Когда-то здесь был аристократический район города, тянулись вдоль тротуаров двухэтажные особнячки, цокали по этой мостовой шикарные экипажи, но со временем центр города переместился, улочка захирела, о ней как-то забыли. Народу теперь ходило здесь мало, и только напротив, наискосок, где в полуподвале помещалась закусочная, было всегда людно и весело. Здесь готовили прекрасные беляши, по утверждению знатоков, - лучшие в городе, и сюда стекались любители. Разумеется, приходили они не с пустыми руками. Правда, на стене закусочной висел плакат "Распивать на столах спиртные напитки воспрещается", но это никого не смущало - бутылки стояли под столами. Когда-то столики здесь обслуживала добрейшая старушка - Дементьевна. Она подавала горячие беляши, убирала, уносила пустые бутылки, мыла стаканы, и вообще без нее не мыслилось это заведение.
- Пошли к Дементьевне, - говорили они. Иначе эту закусочную никто в городе не называл. Потом старушка умерла, закусочную перевели на самообслуживание, теперь посетители сами стояли в очереди, сами тащили к столиками тарелки с беляшами. Но все по-прежнему говорили: "Пошли к Дементьевне…" - смешно, если вдуматься. А может, и не смешно совсем. А может, в этом и есть какая-то высшая правда: человека нет в живых, а люди говорят: "Пойдем к нему", - как к живому. Значит, что-то оставил он людям такое, что имя его греет их, живых. И тут уж неважно, кем он был - академиком или уборщицей.

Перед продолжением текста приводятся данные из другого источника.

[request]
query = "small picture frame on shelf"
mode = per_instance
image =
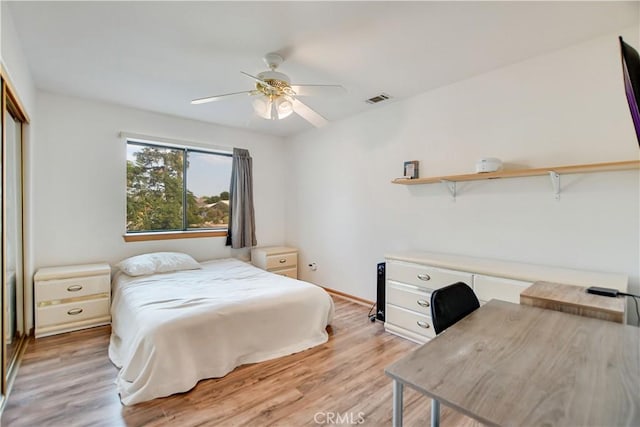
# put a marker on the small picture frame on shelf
(411, 169)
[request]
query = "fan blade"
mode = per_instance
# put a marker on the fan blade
(262, 82)
(217, 97)
(308, 114)
(313, 90)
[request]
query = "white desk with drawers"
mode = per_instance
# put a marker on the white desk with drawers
(412, 276)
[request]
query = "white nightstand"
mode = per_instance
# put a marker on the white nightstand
(276, 259)
(72, 297)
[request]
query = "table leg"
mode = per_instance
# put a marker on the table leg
(397, 403)
(435, 413)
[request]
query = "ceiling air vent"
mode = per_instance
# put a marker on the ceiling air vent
(378, 98)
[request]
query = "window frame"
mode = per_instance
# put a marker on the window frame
(185, 232)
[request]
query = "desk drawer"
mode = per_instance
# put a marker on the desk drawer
(55, 290)
(409, 297)
(72, 312)
(488, 288)
(425, 276)
(410, 320)
(281, 261)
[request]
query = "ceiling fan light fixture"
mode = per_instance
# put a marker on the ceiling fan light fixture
(284, 107)
(272, 108)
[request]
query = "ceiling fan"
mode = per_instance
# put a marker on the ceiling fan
(276, 98)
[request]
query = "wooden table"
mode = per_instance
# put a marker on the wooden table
(574, 300)
(509, 364)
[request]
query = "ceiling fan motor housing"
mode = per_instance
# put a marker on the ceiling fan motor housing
(278, 80)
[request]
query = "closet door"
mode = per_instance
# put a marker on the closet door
(13, 262)
(12, 320)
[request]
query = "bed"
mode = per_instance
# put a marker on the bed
(172, 329)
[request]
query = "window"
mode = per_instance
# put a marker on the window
(176, 189)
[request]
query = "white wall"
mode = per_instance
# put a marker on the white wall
(563, 108)
(79, 181)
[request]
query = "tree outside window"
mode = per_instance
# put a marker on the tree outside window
(176, 188)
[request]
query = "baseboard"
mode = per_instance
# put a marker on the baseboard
(351, 298)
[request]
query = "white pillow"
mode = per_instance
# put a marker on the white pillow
(157, 262)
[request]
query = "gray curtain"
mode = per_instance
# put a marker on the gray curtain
(242, 225)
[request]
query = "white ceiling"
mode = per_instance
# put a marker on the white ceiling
(158, 56)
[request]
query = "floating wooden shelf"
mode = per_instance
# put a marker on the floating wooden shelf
(594, 167)
(554, 173)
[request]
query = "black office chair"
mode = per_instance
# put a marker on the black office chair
(450, 304)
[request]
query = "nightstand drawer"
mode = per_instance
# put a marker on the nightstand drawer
(410, 320)
(424, 276)
(409, 297)
(282, 260)
(72, 312)
(289, 272)
(56, 290)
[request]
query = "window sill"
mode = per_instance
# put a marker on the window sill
(168, 235)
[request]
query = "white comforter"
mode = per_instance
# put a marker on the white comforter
(171, 330)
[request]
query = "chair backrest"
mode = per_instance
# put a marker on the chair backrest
(450, 304)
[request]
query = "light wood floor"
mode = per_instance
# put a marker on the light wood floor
(68, 380)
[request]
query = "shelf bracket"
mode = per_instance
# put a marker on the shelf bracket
(555, 183)
(451, 185)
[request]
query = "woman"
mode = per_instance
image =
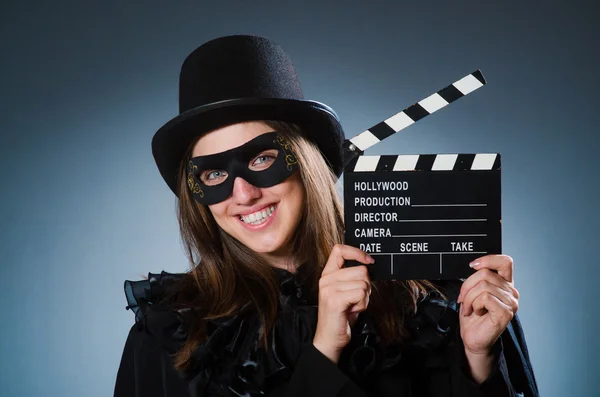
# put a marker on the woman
(268, 308)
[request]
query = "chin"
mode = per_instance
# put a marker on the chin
(265, 247)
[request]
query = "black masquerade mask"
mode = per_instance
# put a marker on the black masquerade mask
(264, 161)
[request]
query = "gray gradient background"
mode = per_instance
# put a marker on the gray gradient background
(84, 85)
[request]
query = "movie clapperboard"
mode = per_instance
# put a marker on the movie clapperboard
(422, 216)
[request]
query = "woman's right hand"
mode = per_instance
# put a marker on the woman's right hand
(343, 294)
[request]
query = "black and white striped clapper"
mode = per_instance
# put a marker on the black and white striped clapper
(423, 216)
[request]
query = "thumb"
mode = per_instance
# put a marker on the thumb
(352, 317)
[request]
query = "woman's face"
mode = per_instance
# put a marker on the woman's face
(263, 219)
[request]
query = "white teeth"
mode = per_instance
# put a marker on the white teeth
(258, 217)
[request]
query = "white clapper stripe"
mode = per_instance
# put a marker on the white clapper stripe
(484, 161)
(366, 163)
(407, 162)
(444, 162)
(399, 121)
(364, 140)
(467, 84)
(433, 103)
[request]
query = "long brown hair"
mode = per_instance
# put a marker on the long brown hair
(226, 276)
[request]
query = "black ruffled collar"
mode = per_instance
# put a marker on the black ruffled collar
(230, 361)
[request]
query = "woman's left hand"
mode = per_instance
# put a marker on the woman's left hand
(489, 301)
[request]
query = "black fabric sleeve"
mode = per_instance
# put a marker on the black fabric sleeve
(497, 384)
(146, 370)
(317, 376)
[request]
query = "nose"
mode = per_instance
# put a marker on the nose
(244, 192)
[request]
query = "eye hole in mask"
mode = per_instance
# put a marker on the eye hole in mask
(259, 163)
(264, 161)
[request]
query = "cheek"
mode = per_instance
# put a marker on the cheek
(219, 211)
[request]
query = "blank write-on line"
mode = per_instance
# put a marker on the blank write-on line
(449, 205)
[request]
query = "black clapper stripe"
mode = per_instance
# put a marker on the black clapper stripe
(416, 112)
(450, 93)
(382, 130)
(464, 162)
(386, 163)
(425, 162)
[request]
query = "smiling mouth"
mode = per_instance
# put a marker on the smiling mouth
(258, 217)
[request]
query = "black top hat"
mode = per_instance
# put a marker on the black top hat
(241, 78)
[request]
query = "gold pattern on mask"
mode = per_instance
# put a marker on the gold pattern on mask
(290, 153)
(192, 184)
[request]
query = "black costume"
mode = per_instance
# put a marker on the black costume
(431, 363)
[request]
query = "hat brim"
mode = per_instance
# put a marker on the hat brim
(318, 121)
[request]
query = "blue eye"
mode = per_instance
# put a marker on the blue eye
(213, 177)
(264, 159)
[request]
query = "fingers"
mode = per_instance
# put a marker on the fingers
(501, 314)
(487, 275)
(342, 252)
(485, 289)
(503, 264)
(354, 284)
(346, 274)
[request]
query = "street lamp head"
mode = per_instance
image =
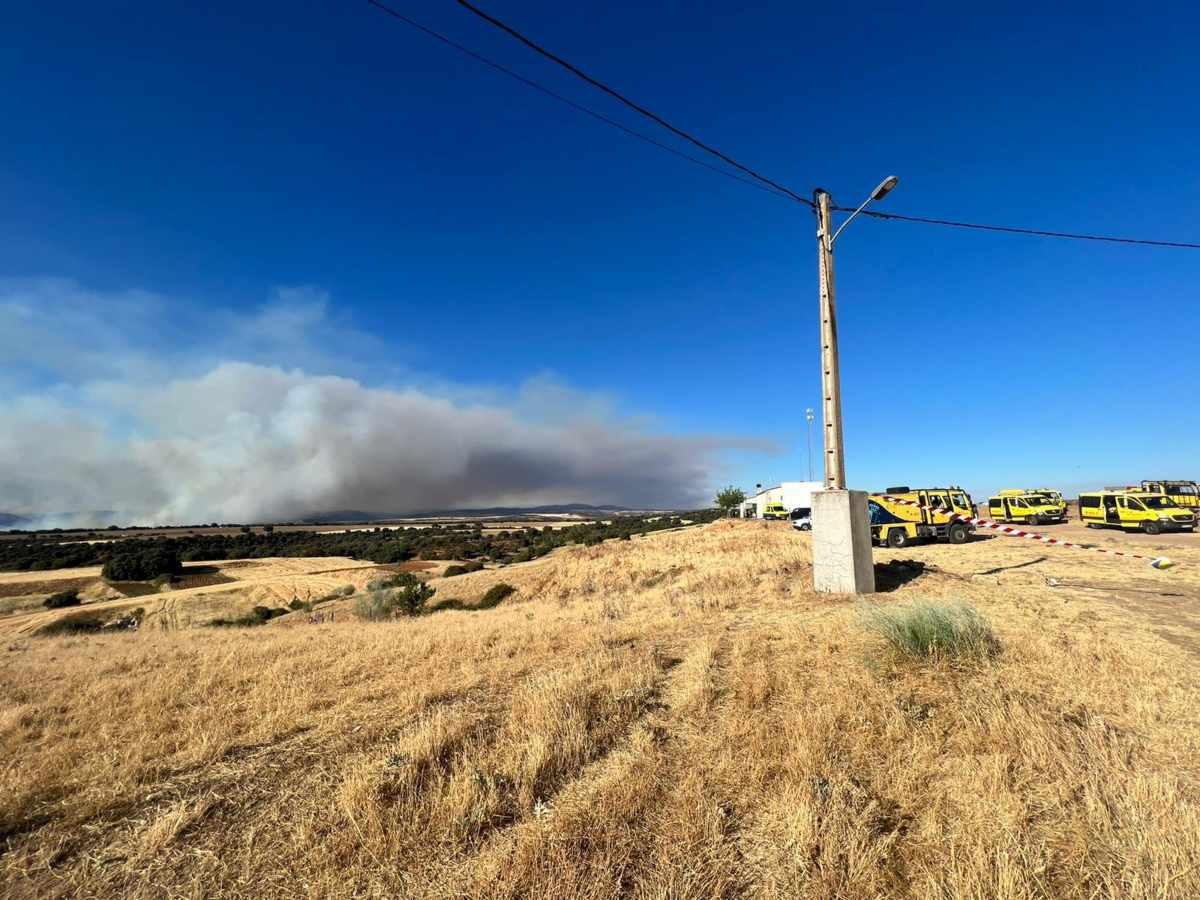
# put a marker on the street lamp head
(885, 187)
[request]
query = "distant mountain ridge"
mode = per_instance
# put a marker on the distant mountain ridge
(489, 511)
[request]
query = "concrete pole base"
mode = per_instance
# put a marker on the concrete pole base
(841, 544)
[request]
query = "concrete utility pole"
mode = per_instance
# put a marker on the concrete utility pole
(841, 529)
(831, 376)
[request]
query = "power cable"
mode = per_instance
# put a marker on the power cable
(568, 101)
(760, 181)
(1011, 229)
(579, 72)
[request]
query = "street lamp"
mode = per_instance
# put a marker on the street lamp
(809, 417)
(841, 534)
(879, 193)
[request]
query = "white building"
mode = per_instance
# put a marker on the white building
(793, 495)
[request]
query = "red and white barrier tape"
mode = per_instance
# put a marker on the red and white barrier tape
(1157, 562)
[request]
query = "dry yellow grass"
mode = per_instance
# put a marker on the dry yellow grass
(675, 717)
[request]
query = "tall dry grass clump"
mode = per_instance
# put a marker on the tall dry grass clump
(675, 715)
(929, 631)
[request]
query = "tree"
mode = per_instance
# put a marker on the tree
(727, 498)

Что это какие-то смертные мысли лезут в голову? А, да, ведь после похорон Виталия пошли они с Катаевым сюда, к Дементьевне, и сидели допоздна, выпили изрядно, говорили обо всем, вспоминали свой курс, товарищей. Разлетелись кто куда, некоторые уже где-то в верхах, другие потерялись из виду, а вот и первая смерть - Виталий. Вот тоже - скромный был парень, звезд не хватал, а просто жил, работал, весельчак был, людям с ним весело и легко всегда было, волейбол любил, рыбалку, компанию хорошую любил, работал честно, не ловчил, возглавлял какой-то отдел технической информации в строительном управлении… И вдруг - ни с того ни с сего - рак мозга. На следующий день они с Федором в больницу так и не поехали - что-то задержало. А через день пришли, принесли фрукты, а им говорят: "Поздно!" Сделали операцию, подтвердились худшие опасения, трогать опухоль не стали, а через несколько часов скончался. Хоронить собралось много народу, но выпускников оказалось человек шесть, не больше, - видимо, не успели узнать. Стояли сиротливо среди всей этой толпы, там речи говорили; говорили, какой он был руководитель, как с людьми обращался, какой знающий и опытный был инженер, а они вспоминали парнишку, который приезжал в институт на велосипеде, отлично резал мяч, мастерил шпаргалки… Никто из них так ничего и не сказал, наверно, такое не выскажешь.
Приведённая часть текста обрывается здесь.